🤖 AI Summary
This study addresses the inadequacy of existing legal frameworks, which are constrained by a rigid “tool–human” binary, in governing humanoid robots and generative AI agents. Drawing on the Cyber-Physical-Social-Thinking (CPST) space theory, the work proposes an integrative framework that assesses autonomous entities along four dimensions—computational, embodied, relational, and cognitive—to establish a three-tier ontological classification: constrained actors, socially aware interactors, and CPST-integrated agents. Each category is aligned with tailored legal responsibilities and governance mechanisms. By synthesizing standardized metrics from robotics, human–computer interaction, social computing, and cognitive science, the project develops a dynamic, evolvable evaluation protocol. This provides regulators with actionable tools for classification and assessment, supporting international standard-setting efforts ahead of the European Union’s 2027 AI Act review and outlining three concrete policy implementation pathways.
📝 Abstract
The rapid commercialization of humanoid robots and generative AI agents is outpacing legal frameworks built on a binary distinction between ``tools'' and ``persons.'' Current regulations, including the EU AI Act, classify systems by risk level but lack a foundational ontology for determining \emph{what kind of entity} an autonomous system is -- and what governance follows from that determination. We propose a classification framework grounded in Cyber-Physical-Social-Thinking (CPST) space theory, which categorizes autonomous entities by their degree of integration across four interconnected dimensions: computational, embodied, relational, and cognitive. The resulting three-tier taxonomy -- Confined Actors, Socially-Aware Interactors, and CPST-Integrated Agents -- provides principled scaffolding for proportional governance: enhanced product liability for isolated systems, relational duties of care for interactive companions, and qualified legal personhood for deeply integrated agents.

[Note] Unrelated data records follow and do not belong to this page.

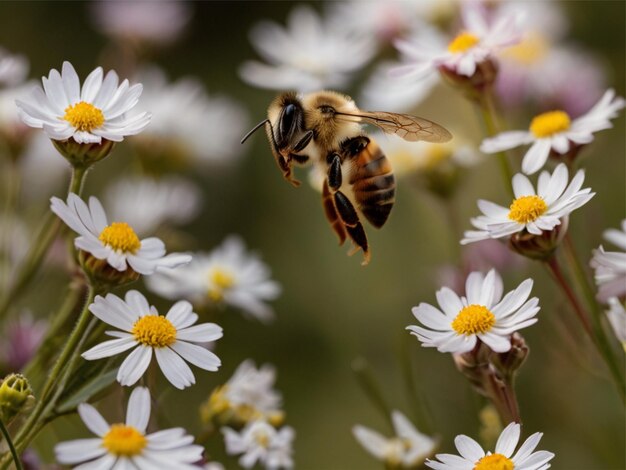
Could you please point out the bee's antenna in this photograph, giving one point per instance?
(254, 129)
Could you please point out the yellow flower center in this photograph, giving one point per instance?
(549, 123)
(473, 319)
(124, 441)
(121, 237)
(220, 281)
(84, 116)
(527, 209)
(462, 42)
(154, 331)
(494, 462)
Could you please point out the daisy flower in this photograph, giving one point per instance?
(171, 338)
(473, 457)
(226, 276)
(408, 448)
(259, 441)
(126, 445)
(147, 203)
(617, 318)
(309, 54)
(87, 115)
(117, 243)
(482, 314)
(555, 131)
(206, 133)
(477, 42)
(534, 212)
(610, 266)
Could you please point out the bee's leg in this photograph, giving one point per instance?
(304, 141)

We operationalize this taxonomy by identifying standardized assessment metrics drawn from robotics, human--robot interaction research, social computing, and cognitive science, and we propose a composite assessment protocol for regulatory use. We further address temporal dynamics -- how entities transition between categories as they evolve -- and the institutional design necessary for credible classification. We call for international standardization of this taxonomy before the 2027 review of the EU AI Act, and outline three concrete policy steps toward implementation.